La filiale française du géant suédois de l’ameublement est accusée d’avoir eu recours à des pratiques illégales pour surveiller à grande échelle des salariés, et notamment des délégués syndicaux. FO avait saisi la justice début 2012 pour utilisation frauduleuse de données personnelles. Le procès s’est ouvert le 22 mars à Versailles.
L’affaire avait fait grand bruit. L’existence présumée d’un vaste système d’espionnage et de surveillance de salariés, de représentants syndicaux et même de clients mécontents par la filiale française d’Ikéa avait été révélée début 2012 par plusieurs journaux. Le syndicat FO avait saisi la justice afin que toute la lumière soit faite sur ces pratiques illégales. Il avait porté plainte contre X pour utilisation frauduleuse de données personnelles.
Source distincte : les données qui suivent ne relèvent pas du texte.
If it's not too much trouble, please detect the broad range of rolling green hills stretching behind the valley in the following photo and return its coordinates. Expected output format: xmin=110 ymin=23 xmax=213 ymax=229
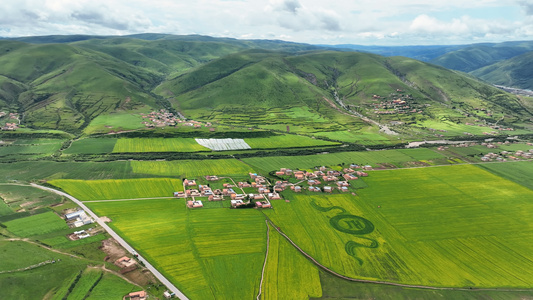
xmin=0 ymin=34 xmax=531 ymax=132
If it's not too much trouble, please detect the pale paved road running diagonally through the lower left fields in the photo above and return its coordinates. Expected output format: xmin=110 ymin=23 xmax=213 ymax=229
xmin=31 ymin=183 xmax=189 ymax=300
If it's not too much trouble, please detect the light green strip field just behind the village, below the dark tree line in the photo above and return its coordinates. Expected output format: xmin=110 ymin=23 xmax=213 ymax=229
xmin=131 ymin=159 xmax=253 ymax=178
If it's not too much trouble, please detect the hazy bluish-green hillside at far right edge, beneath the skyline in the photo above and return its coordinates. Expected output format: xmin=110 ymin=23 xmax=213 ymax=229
xmin=471 ymin=51 xmax=533 ymax=90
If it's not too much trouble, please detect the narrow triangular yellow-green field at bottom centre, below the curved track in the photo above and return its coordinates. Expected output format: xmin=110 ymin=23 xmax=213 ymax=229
xmin=261 ymin=223 xmax=322 ymax=300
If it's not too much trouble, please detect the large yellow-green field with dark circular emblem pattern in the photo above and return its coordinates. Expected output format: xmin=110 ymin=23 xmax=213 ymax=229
xmin=266 ymin=165 xmax=533 ymax=288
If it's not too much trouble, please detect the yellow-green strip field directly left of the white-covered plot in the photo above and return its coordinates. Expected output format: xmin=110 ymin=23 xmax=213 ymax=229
xmin=113 ymin=138 xmax=210 ymax=153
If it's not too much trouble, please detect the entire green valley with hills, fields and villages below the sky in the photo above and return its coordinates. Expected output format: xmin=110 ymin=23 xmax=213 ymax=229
xmin=0 ymin=34 xmax=533 ymax=299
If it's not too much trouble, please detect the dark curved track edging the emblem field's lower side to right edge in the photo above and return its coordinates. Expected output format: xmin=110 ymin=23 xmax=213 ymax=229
xmin=265 ymin=215 xmax=533 ymax=292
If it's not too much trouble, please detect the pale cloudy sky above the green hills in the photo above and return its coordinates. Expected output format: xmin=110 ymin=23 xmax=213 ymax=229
xmin=0 ymin=0 xmax=533 ymax=45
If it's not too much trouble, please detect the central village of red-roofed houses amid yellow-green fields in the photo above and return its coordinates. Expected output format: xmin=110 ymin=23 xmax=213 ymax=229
xmin=174 ymin=164 xmax=372 ymax=209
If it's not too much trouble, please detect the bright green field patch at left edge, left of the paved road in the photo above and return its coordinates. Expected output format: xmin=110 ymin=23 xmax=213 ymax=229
xmin=4 ymin=211 xmax=68 ymax=237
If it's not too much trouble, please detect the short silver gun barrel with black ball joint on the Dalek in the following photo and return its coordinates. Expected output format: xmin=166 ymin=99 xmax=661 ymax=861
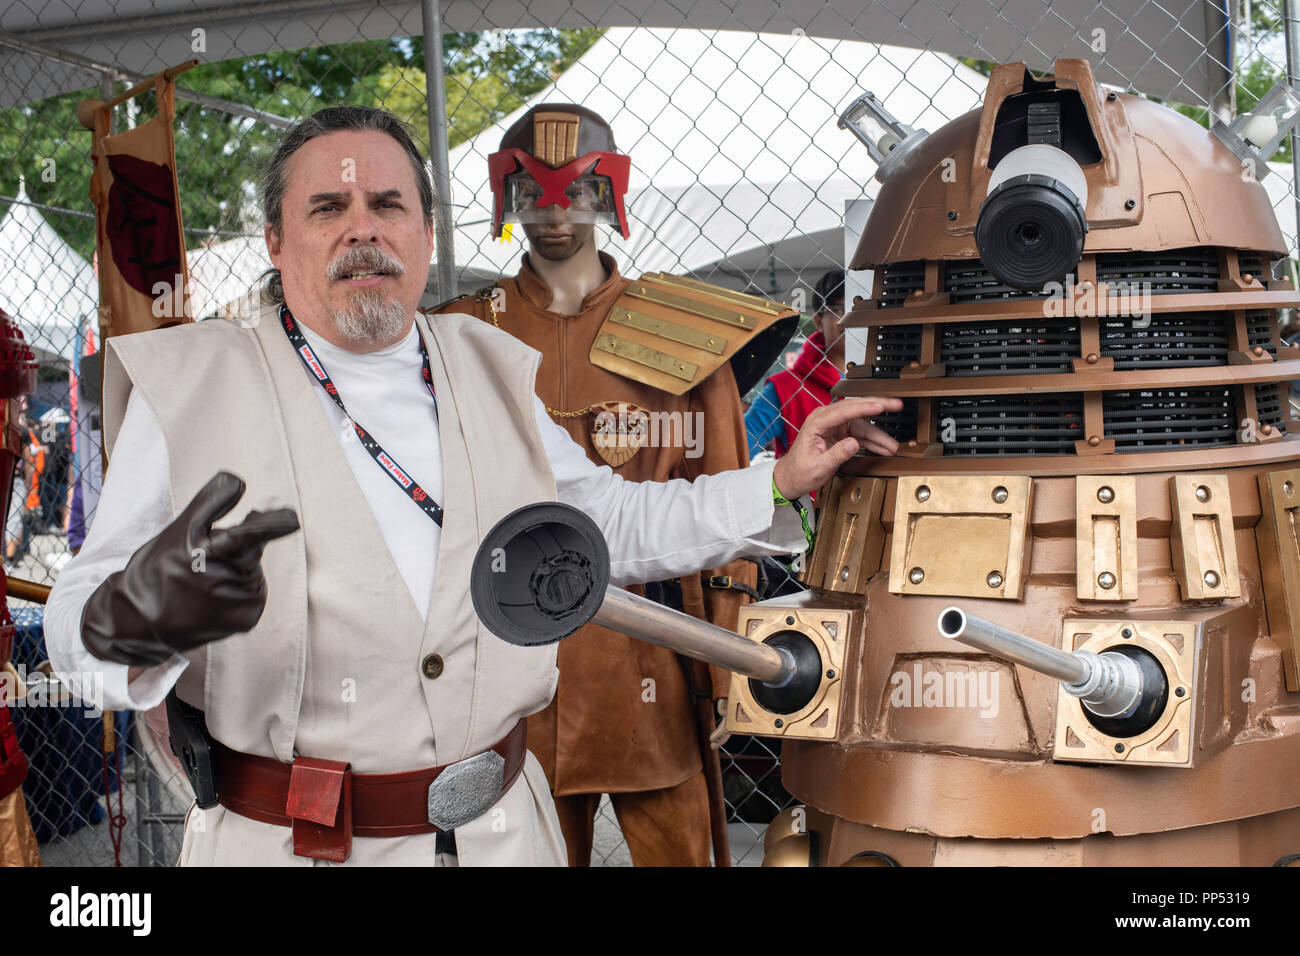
xmin=939 ymin=607 xmax=1169 ymax=737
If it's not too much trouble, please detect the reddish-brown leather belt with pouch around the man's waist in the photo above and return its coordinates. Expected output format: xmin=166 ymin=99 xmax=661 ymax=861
xmin=212 ymin=721 xmax=525 ymax=860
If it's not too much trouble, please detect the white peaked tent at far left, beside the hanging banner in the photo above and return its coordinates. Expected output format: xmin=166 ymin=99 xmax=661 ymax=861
xmin=0 ymin=185 xmax=99 ymax=363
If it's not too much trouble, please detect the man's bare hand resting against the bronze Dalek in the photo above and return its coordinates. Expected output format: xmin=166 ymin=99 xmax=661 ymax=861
xmin=772 ymin=398 xmax=902 ymax=501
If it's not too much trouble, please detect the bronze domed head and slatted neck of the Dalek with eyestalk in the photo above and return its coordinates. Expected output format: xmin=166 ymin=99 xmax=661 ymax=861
xmin=840 ymin=60 xmax=1300 ymax=463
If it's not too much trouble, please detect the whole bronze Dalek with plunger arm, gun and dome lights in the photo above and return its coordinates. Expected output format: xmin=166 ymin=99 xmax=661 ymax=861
xmin=472 ymin=60 xmax=1300 ymax=866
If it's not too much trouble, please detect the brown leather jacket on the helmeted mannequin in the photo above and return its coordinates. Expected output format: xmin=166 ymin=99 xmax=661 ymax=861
xmin=436 ymin=252 xmax=757 ymax=796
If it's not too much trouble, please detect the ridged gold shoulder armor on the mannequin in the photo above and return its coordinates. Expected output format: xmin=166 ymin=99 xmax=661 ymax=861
xmin=590 ymin=272 xmax=798 ymax=395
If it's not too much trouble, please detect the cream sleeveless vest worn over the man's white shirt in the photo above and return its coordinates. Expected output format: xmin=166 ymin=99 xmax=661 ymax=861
xmin=104 ymin=308 xmax=556 ymax=773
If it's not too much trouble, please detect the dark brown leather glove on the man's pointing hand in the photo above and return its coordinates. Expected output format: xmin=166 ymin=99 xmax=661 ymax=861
xmin=81 ymin=471 xmax=298 ymax=666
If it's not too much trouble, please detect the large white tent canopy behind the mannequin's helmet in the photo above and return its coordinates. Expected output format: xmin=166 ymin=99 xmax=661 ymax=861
xmin=441 ymin=29 xmax=987 ymax=294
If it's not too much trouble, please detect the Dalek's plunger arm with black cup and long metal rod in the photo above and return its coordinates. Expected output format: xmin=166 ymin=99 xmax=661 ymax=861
xmin=469 ymin=503 xmax=822 ymax=711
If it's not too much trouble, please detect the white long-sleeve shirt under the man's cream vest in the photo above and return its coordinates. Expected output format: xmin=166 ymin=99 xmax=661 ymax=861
xmin=46 ymin=317 xmax=806 ymax=709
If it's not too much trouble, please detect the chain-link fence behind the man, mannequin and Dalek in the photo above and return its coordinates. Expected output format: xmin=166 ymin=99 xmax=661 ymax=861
xmin=0 ymin=0 xmax=1297 ymax=865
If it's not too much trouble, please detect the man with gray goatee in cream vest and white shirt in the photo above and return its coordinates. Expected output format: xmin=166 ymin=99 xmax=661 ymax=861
xmin=46 ymin=107 xmax=894 ymax=865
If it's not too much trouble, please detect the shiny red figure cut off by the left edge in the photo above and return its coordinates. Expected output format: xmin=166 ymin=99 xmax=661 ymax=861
xmin=0 ymin=310 xmax=36 ymax=806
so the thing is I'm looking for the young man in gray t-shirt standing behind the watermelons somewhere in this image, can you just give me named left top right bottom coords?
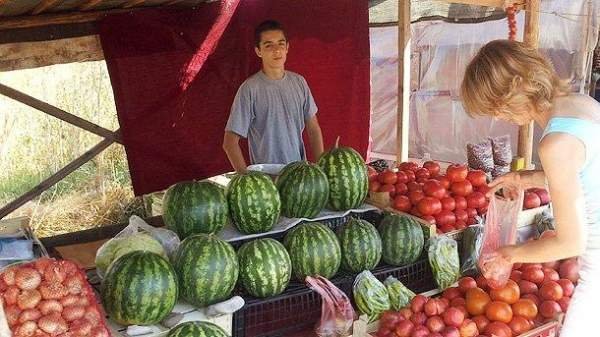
left=223, top=20, right=323, bottom=173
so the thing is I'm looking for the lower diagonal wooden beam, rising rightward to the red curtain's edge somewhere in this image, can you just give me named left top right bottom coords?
left=0, top=135, right=118, bottom=219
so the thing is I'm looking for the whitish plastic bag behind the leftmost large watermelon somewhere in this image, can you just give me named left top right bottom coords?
left=95, top=215, right=180, bottom=278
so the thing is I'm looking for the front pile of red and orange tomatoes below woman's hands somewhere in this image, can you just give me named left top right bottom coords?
left=376, top=259, right=579, bottom=337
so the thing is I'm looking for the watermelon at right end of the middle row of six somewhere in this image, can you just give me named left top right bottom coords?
left=379, top=213, right=424, bottom=267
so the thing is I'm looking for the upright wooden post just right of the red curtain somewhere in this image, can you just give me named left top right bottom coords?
left=396, top=0, right=411, bottom=163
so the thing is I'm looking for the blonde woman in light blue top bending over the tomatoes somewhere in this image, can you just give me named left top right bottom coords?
left=461, top=40, right=600, bottom=337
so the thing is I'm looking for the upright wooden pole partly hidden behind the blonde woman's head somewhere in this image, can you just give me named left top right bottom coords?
left=517, top=0, right=540, bottom=169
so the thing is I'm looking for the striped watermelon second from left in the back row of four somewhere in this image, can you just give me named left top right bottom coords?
left=227, top=171, right=281, bottom=234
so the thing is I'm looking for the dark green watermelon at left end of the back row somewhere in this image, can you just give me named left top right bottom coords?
left=163, top=181, right=229, bottom=240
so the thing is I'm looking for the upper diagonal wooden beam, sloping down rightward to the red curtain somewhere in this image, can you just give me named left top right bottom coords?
left=0, top=84, right=122, bottom=144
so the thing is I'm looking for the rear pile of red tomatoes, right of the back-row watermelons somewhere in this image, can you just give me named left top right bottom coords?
left=369, top=161, right=489, bottom=233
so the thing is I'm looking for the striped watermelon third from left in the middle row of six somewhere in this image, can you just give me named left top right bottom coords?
left=238, top=239, right=292, bottom=297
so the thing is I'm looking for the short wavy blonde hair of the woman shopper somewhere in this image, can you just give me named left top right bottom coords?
left=460, top=40, right=570, bottom=117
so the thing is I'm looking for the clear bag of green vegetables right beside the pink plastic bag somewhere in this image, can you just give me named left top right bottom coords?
left=352, top=270, right=390, bottom=322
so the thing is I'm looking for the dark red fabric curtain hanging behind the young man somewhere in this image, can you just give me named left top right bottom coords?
left=100, top=0, right=370, bottom=195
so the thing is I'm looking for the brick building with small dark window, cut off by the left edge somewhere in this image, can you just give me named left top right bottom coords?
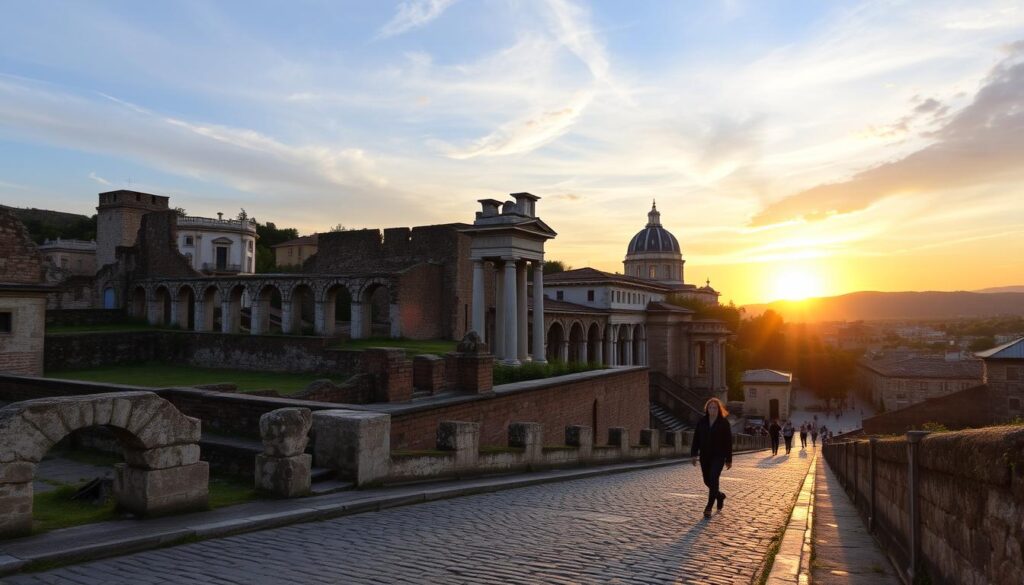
left=0, top=208, right=49, bottom=376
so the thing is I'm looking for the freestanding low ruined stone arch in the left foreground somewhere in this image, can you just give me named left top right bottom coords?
left=0, top=391, right=210, bottom=538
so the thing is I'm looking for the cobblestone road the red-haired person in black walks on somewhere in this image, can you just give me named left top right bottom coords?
left=7, top=449, right=810, bottom=585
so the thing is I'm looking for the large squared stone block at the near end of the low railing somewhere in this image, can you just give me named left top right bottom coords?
left=313, top=410, right=391, bottom=486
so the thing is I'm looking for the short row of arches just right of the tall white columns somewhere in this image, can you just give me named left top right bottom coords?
left=546, top=319, right=647, bottom=366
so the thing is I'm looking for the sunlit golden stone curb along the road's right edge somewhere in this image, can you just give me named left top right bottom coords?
left=766, top=451, right=818, bottom=585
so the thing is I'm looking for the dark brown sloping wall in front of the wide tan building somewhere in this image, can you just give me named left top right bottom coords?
left=863, top=386, right=997, bottom=434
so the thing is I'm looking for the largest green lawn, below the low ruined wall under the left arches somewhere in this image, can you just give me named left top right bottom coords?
left=46, top=363, right=331, bottom=395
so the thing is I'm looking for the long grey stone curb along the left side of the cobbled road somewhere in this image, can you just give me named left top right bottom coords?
left=0, top=449, right=766, bottom=577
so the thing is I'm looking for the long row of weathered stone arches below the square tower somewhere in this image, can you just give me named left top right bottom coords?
left=121, top=279, right=401, bottom=339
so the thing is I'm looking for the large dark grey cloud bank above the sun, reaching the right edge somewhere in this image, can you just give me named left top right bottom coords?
left=752, top=42, right=1024, bottom=225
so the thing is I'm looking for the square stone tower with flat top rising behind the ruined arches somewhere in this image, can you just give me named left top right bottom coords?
left=96, top=190, right=170, bottom=268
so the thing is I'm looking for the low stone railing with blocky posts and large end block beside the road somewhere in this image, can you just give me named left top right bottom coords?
left=256, top=410, right=768, bottom=497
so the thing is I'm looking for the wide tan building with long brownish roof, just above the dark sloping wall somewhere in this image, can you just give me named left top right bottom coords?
left=857, top=350, right=984, bottom=411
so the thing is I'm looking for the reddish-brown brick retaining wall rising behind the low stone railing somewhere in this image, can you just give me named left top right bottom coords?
left=391, top=368, right=650, bottom=449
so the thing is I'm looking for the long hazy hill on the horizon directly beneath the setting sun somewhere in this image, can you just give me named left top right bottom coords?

Après plus de huit ans d’instruction, le procès s’est ouvert le 22 mars devant le tribunal correctionnel de Versailles. Selon l’AFP, l’entreprise Ikéa France, poursuivie comme personne morale, encourt une amende pouvant atteindre 3,75 millions d’euros. Une quinzaine de personnes sont également sur le banc des accusés. Parmi elles, deux anciens P-DG de l’entreprise, des directeurs de magasin. Elles sont notamment poursuivies pour collecte et divulgation illicite d’informations personnelles, violation du secret professionnel ou recel de ces délits. Pour certains d’entre eux, la peine encourue peut aller jusqu’à 10 ans de prison. Il y a face à eux 74 parties civiles.
Renseignements confidentiels et espionnage
Il est reproché à l’enseigne d’avoir recueilli illégalement des informations confidentielles sur des centaines de personnes dans tout le pays : des salariés, des délégués syndicaux, des candidats à l’embauche, et même des clients insatisfaits. Les recherches d’informations portaient aussi bien sur les antécédents judiciaires des personnes ciblées que sur leur train de vie.
Pour parvenir à ses fins, Ikéa France aurait fait appel à des officines privées pour obtenir des renseignements confidentiels provenant du fichier STIC (système de traitement des infractions constatées) de la police nationale. Dans le coup également, des policiers ou ex-policiers, des taupes, des infiltrés et même des comédiens. La pratique aurait démarré au début des années 2000, mais les poursuites judiciaires portent sur la période 2009-2012.
Les délégués FO étaient particulièrement visés. La presse avait ainsi révélé en 2010-2011 l’infiltration de deux faux salariés dans le magasin de Franconville (Val-d’Oise) où FO était très bien implantée et à l’origine d’une grève massive en 2010. Ces infiltrés auraient été chargés de gagner la confiance de leurs collègues et de rapporter leurs faits et gestes à la direction.
On savait que c’était une entreprise qui n’aimait pas les syndicats et que nous étions sous surveillance, mais pas à ce point-là, réagissait à l’époque Serge Fernandes, délégué syndical FO et membre du comité central d’entreprise d’Ikea France. Tous les délégués sont régulièrement attaqués, mais FO est la cible principale car on est le syndicat le plus actif, on mène les négociations.
Plus de 700 000 euros dépensés
La direction avait d’abord plaidé l’innocence avant d’admettre des pratiques contraires à son éthique et ses valeurs
, portant notamment atteinte à la vie privée. Après la découverte de l’affaire, quatre dirigeants d’Ikéa France avaient été licenciés.
Étant donné les sommes dépensées, plus de 700 000 euros, on ne peut pas parler d’acte isolé de managers ou d’un directeur d’établissement, cela se passait forcément à l’échelle de l’entreprise
, estime David Malézieux, secrétaire adjoint de la section fédérale du commerce à la fédération FEC-FO.
Le procès doit durer deux semaines, jusqu’au 2 avril. David Malézieux en attend deux choses : comprendre quels étaient les objectifs d’Ikéa avec ce procédé, et une condamnation de l’entreprise pour que ce genre de pratique ne se reproduise plus. Il voit aussi dans cette affaire un argument de plus pour exiger du gouvernement le retrait de la loi sécurité globale, qui autorise à ficher une simple appartenance syndicale.